For the record, we have no idea about the gender of either of the birds, but Tony, spelled with a 'y' was just the name that came to mind, and the friend/rescuer was assumed to be female, although we never named her. Perhaps an insight into our perceptions of relationships: 1. It flies into a glass door, - wounding itself into a state of no escape, - and resorts to running back and forth along the garden wall, calling out repeatedly, despite multiple different fruits and corn flakes lying all over the ground: must be Male;  2. It shows up eventually and saves the day with worms and other delicious eats, - and proceeds to hunt for more worms, while Tony continues to run aimlessly along the garden wall: must be Female.

Tony was befriended, and the two played in the yard all morning. By afternoon, she was gone, but Tony was a new man. I told Alysse that the scene reminded me of the most recent Batman movie, when Bruce Wayne is in that dungeon, having to do a lot of push-ups and pull-ups before he can recover, and then jumps from ledge to ledge up the wall, in order to escape and fight the guy with the mask. 

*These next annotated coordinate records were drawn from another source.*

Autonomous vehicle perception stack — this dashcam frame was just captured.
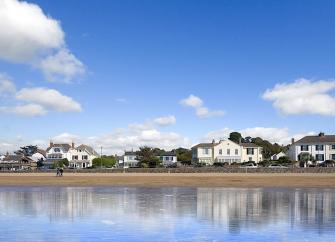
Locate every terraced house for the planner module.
[192,140,263,165]
[44,142,99,169]
[288,133,335,164]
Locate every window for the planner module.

Tony was determined, and he practiced all afternoon, running back and forth, and flailing from branch to branch. I don't know what bird push-ups and pull-ups look like, but Tony was doing them. He was a madman, and whatever Gotham city was under attack in his mind, he had resolved to recover and free himself in order to save it, and all the people inside.

Sunday, I came home from church just after noon. I said a quick hello to Tony, who was running in his usual spot, along the edge of the grass. I threw some clothes in the washing machine, turned on some music, and made two sandwiches for lunch. I opened the sliders, and sat on the living room sofa, facing the garden. I finished my sandwiches, as one of my roommates walked in the door, finding a seat at the kitchen table, and began to work on his assignments for one his online grad school classes. We made back and forth about the morning, church and lunch; and as he turned back to his computer, I picked up my phone to send a message to Alysse.

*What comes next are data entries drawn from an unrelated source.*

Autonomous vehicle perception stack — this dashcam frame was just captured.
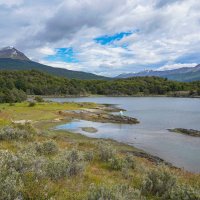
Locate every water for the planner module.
[48,97,200,173]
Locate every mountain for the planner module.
[0,47,29,61]
[0,47,109,80]
[116,64,200,82]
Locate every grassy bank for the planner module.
[0,102,200,200]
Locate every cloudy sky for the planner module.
[0,0,200,76]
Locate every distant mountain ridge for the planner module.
[116,64,200,82]
[0,47,109,80]
[0,46,29,60]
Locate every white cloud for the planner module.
[0,0,23,7]
[38,47,56,55]
[157,63,197,71]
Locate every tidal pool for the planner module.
[49,97,200,173]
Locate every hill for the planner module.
[116,65,200,82]
[0,47,109,80]
[0,70,200,102]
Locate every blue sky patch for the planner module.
[45,47,78,63]
[94,31,133,45]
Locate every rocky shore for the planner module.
[59,105,139,124]
[168,128,200,137]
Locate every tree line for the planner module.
[0,70,200,103]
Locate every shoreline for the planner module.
[28,95,200,99]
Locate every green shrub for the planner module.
[98,142,116,162]
[142,166,176,199]
[125,154,136,169]
[0,150,21,200]
[45,157,68,180]
[67,149,84,176]
[0,125,36,140]
[87,185,145,200]
[170,185,200,200]
[34,96,44,102]
[84,151,94,162]
[35,140,58,155]
[46,150,84,180]
[28,102,36,107]
[109,156,125,170]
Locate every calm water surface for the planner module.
[47,97,200,173]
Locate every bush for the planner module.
[46,150,84,180]
[0,150,21,200]
[45,156,68,180]
[0,124,36,140]
[34,96,44,102]
[98,142,116,162]
[142,166,176,199]
[125,154,136,169]
[35,140,58,155]
[87,185,144,200]
[109,156,125,170]
[84,151,94,162]
[67,149,84,176]
[28,102,36,107]
[170,185,200,200]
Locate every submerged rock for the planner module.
[81,127,98,133]
[168,128,200,137]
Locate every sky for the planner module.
[0,0,200,76]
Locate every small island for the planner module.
[168,128,200,137]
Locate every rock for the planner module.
[81,127,98,133]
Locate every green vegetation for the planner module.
[0,124,200,200]
[0,102,200,200]
[0,58,109,80]
[0,70,200,103]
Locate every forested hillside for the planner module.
[0,70,200,102]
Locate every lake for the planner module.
[46,97,200,173]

By that moment, Tony was in full - flood - Bruce Wayne mode again. He was buzzing all over the yard, in his wildest state yet. I was just starting to tell Alysse about it, when it dawned on me that the branch Tony had just flailed onto was half the height of the garden wall. I had noticed his excitement, but hadn't conceptualized his literal escape. This was it, the climax; as if I'd been watching a film for the passed six days, and this was what everything had been leading up to. I got Jordan's attention, and quickly told Alysse that Tony was on his escape route.

The garden wall is about seven feet tall, and the branch he jumped to first, was roughly waist height. Once there, it seemed as if he paused, long enough to get our attention, long enough to let out a "chirp, chirp, chirp-chirp-chirp," as if to say, "this is what they don't show you in the trailers," like, "enjoy this," and, "remember it forever."

The gap he cleared on his second leap, was about two feet higher and six feet away. He made it in slow motion, likely flashing back to moments of his childhood, then reality, then moments of his crash, then reality; all mid-flight. When he landed, I stood up. I yelled to Jordan that this was really happening, and we watched Tony make the few small leaps up the next several branches, to the top of the garden wall. I texted Alysse, "Tony is on the wall," with probably seven exclamation points.

Tony only looked forward, and with a few chirps, leapt into the branches of the tree inside the neighbors yard and disappeared behind the wall. He would want me to do the same, and I understood that. We were buddies.